Lapping the processor is the process of slowly and carefully sanding off all the nickel covering the CPU die (aka the CPU slug) in order to expose the copper core. By removing the layer of nickel and creating a smooth surface of copper there are less barriers for the heat to pass through and dissipate on the heat sink. Even without liquid cooling, lapping the CPUs will lower your CPU temps by a few degrees!

Before we get started, there are a few things you should keep in mind:
  • 1 - Don't sand too much off the die.
    2 - Clean the processor of any metal flakes after sanding the slug.
    3 - Be careful not to bend the pins on the processor while handling it.
The following instructions were posted by Cyn on the old BP6.Com Message Board:
  • 1 - Purchase wet/dry sandpaper in the following grits: 220, 320, 400, 600, 1500 and 2000 for the finishing polish.
    2 - Find a perfectly flat surface (using a window pane works well). The flat surface is crucial so that you evenly sand the slug.
    3 - Tape the 220 grit sandpaper to the glass and spray some water on it.
    4 - Cover the processor with tape (leaving the die exposed) to protect it.
    5 - Start sanding and occasionally wipe the paper to remove the metallic grit. Sanding slowly and evenly it took me about 10-15 minutes to remove the layer of nickel from the slug.
    6 - Tape the 320 grit sandpaper to the glass and sand the slug for about 10 minutes, wiping the paper occasionally.
    7 - Same as step 6, but with 400 grit paper.
    8 - Same as step 6, but with 600 grit paper.
    9 - Same as step 6, but with 1500 grit paper.
    10 - Same as step 6, but with 2000 grit paper.
Now you can reinstall the processor. Make sure that there is no metal dust or flakes on the CPU before installing. I used compressed air to clear my CPUs of anything.
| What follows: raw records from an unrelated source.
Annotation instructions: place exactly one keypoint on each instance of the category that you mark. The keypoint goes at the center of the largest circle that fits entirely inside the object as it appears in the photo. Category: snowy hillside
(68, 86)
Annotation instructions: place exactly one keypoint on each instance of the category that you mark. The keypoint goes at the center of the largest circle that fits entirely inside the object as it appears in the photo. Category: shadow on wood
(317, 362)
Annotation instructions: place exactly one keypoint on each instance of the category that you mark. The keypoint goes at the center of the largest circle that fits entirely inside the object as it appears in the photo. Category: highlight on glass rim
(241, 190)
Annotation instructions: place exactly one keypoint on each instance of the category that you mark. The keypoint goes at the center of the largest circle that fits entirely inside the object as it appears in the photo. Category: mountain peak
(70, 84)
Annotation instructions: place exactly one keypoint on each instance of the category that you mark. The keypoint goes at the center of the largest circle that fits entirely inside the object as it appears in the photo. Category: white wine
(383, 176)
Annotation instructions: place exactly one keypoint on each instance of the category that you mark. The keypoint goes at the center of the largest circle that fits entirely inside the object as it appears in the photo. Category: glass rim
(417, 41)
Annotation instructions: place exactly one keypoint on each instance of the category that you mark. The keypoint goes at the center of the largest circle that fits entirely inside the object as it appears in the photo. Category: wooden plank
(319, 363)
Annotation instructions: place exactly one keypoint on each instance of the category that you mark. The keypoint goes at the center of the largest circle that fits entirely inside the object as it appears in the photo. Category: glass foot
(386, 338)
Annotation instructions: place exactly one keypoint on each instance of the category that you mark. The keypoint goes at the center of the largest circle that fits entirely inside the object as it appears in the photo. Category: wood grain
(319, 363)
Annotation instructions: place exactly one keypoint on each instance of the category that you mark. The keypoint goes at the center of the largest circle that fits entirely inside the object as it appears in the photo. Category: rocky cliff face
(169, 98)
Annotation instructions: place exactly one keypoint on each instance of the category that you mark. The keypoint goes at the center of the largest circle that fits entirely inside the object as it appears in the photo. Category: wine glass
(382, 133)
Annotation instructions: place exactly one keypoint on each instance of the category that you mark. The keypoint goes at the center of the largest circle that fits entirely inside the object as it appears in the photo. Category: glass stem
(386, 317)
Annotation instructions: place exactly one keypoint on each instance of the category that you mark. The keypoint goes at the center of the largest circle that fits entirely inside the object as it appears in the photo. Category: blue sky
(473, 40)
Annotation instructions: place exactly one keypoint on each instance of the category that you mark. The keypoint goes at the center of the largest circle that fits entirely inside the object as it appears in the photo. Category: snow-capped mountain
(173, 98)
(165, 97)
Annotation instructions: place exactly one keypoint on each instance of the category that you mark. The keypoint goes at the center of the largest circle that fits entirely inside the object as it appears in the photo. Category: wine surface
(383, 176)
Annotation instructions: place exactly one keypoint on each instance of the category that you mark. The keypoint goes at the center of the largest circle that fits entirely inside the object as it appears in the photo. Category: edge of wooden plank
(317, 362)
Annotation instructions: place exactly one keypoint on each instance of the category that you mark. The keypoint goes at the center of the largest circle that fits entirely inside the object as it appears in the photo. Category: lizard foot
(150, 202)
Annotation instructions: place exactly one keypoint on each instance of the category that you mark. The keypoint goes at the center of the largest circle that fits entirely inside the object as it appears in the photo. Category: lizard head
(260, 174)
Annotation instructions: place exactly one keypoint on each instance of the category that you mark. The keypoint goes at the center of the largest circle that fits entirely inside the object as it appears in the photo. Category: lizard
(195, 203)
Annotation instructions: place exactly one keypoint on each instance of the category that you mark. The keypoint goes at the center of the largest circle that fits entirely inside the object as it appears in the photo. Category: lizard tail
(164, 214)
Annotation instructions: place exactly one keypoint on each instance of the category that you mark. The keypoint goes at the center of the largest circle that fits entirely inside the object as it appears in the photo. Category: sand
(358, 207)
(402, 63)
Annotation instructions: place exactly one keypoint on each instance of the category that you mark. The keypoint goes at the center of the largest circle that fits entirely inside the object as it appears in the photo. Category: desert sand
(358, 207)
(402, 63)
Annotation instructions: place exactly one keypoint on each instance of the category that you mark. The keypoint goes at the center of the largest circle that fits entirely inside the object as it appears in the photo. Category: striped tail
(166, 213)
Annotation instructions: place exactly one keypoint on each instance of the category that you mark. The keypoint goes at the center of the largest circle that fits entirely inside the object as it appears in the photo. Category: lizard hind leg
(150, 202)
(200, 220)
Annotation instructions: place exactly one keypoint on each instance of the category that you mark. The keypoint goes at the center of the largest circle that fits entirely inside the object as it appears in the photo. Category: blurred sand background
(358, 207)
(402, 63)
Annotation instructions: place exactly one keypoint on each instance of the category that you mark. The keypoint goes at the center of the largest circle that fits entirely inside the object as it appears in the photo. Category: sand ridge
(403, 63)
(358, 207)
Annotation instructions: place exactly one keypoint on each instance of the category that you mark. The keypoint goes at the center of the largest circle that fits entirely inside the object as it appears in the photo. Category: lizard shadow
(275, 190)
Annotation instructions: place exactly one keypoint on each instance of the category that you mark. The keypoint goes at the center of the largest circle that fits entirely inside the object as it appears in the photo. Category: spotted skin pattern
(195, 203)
Before clamping the heat sink, apply a thin layer of Arctic Silver thermal paste to the CPU for optimum CPU/heat sink continuity.

[ I did this to my Celerons running in my BP6 machine and my temps dropped from about 48c-49c to around 43c-44c at 100% CPU load. ]

(The CPU slug on the left is covered with a thin layer of thermal paste, and you can see the CPU uncovered CPU slug on the right is like a mirror after polishing away the nickel and thinning the copper.)